Martynas Andriukaitis

Personal information
- Born: March 28, 1981 Kaunas, Lithuanian SSR, Soviet Union
- Died: September 4, 2014 (aged 33) Riga, Latvia
- Listed height: 6 ft 8 in (2.03 m)
- Listed weight: 233 lb (106 kg)

Career information
- Playing career: 2001–2013
- Position: Power forward

Career history
- 2001–2002: Žalgiris
- 2002–2003: Alita
- 2003–2004: Šiauliai
- 2004–2005: JA Vichy
- 2005–2006: Debreceni Vadkakasok
- 2006–2007: ASK Rīga
- 2007–2008: Cherkaski Mavpy
- 2008–2009: Donetsk
- 2009–2010: Dnipro
- 2010–2011: Politekhnika-Halychyna
- 2011: APOEL
- 2011–2012: Liepājas Lauvas
- 2012–2013: Lietkabelis
- 2013: Olimpi Tbilisi

= Martynas Andriukaitis =

Lithuanian basketball player

Martynas Andriukaitis (March 28, 1981 – September 4, 2014) was a Lithuanian professional basketball player.
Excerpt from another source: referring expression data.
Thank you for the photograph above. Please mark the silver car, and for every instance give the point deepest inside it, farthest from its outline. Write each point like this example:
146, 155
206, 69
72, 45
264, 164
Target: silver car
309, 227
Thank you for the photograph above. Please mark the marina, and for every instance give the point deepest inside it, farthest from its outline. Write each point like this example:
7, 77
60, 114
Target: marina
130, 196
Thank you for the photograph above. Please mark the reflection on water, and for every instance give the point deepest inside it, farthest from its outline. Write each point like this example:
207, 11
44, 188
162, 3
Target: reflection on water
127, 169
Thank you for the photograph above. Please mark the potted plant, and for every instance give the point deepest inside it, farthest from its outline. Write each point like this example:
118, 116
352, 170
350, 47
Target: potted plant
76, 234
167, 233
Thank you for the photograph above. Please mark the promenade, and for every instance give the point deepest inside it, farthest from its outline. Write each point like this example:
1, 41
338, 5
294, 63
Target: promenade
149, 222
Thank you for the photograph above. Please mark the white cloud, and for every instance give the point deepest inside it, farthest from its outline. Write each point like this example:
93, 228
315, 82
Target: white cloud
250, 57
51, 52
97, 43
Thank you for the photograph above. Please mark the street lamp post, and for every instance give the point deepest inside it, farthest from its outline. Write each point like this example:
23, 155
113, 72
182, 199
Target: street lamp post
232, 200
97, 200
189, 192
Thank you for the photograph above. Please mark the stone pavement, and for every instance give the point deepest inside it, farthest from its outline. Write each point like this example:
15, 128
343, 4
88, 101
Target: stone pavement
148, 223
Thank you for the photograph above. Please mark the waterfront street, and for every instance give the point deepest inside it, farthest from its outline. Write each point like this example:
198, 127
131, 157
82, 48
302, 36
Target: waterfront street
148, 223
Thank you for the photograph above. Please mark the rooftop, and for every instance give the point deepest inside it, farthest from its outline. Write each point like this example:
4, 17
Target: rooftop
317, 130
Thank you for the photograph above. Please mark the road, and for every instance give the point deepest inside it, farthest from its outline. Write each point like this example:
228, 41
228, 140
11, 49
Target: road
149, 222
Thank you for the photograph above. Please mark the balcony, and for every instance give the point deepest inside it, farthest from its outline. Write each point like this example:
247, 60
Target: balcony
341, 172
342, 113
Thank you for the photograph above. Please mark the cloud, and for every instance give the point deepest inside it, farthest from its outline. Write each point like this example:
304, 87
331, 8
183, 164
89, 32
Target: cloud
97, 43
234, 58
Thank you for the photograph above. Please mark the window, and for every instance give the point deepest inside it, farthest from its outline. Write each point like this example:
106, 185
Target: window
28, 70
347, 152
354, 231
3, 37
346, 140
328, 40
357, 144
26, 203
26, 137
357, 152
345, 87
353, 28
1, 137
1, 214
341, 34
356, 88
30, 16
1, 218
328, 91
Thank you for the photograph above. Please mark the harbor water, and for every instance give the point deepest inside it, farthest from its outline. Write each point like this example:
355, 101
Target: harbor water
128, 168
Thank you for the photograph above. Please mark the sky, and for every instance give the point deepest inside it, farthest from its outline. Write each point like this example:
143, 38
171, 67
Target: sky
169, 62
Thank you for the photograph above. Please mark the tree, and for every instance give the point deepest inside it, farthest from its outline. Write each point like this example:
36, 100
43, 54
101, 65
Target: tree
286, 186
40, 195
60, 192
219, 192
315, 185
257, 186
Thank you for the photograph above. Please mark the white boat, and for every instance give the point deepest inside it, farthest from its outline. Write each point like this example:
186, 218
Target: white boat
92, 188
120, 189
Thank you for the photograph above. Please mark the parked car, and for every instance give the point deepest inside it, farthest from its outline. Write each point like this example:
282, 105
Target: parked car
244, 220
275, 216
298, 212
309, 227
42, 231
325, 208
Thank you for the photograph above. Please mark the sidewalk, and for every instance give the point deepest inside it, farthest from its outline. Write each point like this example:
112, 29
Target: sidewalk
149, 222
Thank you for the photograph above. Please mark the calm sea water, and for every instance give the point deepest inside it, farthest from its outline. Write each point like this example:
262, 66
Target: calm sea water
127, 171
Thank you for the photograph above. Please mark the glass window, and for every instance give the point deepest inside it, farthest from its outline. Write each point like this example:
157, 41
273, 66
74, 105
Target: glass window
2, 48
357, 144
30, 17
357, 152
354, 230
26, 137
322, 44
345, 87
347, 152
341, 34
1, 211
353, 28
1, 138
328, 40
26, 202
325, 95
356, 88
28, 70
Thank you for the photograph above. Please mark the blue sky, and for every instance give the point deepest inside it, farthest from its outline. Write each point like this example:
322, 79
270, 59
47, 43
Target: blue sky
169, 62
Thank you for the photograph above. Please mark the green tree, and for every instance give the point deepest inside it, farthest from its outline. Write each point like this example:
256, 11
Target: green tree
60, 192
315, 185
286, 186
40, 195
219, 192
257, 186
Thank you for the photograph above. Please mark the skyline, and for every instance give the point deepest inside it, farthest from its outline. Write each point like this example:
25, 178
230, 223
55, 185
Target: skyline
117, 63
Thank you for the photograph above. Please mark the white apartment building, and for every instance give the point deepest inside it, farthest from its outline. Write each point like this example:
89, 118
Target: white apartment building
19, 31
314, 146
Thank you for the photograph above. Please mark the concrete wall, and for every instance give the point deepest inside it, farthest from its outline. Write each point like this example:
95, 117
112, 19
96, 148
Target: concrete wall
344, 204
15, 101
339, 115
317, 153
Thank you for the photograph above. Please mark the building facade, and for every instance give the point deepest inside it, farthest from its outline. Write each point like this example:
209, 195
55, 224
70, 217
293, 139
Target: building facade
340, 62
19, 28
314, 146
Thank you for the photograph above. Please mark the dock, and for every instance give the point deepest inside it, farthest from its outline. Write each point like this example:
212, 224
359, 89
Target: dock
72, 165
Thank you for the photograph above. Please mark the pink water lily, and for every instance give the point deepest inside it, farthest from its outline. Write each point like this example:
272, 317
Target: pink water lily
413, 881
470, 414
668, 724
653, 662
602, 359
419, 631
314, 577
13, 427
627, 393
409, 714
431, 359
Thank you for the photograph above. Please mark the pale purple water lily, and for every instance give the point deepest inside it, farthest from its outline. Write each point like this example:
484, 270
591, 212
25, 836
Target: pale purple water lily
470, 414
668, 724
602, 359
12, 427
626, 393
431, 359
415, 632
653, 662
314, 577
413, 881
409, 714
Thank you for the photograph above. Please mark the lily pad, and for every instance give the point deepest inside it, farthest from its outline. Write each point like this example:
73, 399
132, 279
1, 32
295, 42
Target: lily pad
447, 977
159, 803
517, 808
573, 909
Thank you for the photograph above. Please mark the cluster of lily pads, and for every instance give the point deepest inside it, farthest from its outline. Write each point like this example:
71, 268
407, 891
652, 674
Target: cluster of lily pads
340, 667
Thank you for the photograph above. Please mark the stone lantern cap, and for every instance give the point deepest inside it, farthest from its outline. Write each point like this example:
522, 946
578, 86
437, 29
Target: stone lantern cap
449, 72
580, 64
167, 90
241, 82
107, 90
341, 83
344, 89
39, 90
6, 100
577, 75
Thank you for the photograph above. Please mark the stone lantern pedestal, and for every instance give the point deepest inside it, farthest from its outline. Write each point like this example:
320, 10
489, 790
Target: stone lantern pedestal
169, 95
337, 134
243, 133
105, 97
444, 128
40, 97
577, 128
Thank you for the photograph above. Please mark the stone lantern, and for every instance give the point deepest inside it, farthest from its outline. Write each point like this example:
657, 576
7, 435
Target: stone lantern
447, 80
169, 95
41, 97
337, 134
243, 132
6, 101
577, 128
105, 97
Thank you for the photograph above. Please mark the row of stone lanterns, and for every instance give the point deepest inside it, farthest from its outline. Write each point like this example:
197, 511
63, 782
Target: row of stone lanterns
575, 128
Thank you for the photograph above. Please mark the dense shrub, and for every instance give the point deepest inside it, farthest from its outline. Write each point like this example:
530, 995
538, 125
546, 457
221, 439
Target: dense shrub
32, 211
He was born in Kaunas.

==Professional career==
During his pro club career, Andriukaitis won the Lithuanian League championship (2001), and the Latvian League championship (2007). He was also a league runner-up in the North European League, in 2001. He played at the Lithuanian All-Star Game in 2002 and 2003, and at the Ukrainian League's All-Star Game, and the FIBA EuroChallenge All-Star Day, in 2008.

==National team career==
Andriukaitis was named the MVP of the 2005 FIBA Stanković Continental Champions' Cup, while he was a member of the senior Lithuanian national basketball team.

==Career statistics==

===EuroLeague===

| Year | Team | GP | GS | MPG | FG% | 3P% | FT% | RPG | APG | SPG | BPG | PPG | PIR |
|---|---|---|---|---|---|---|---|---|---|---|---|---|---|
| 2000–01 | Zalgiris | 4 | 1 | 19.0 | .625 | .000 | .917 | 4.0 | .3 | .3 | .5 | 10.3 | 12.0 |

==Death==
On September 4, 2014, late in the evening, Andriukaitis shot his wife Renata, in his home near Riga, and shot himself, but he was only severely wounded. Their 14-year-old son witnessed what happened and called the police and paramedics. Andriukaitis was taken to hospital, but died there later that night.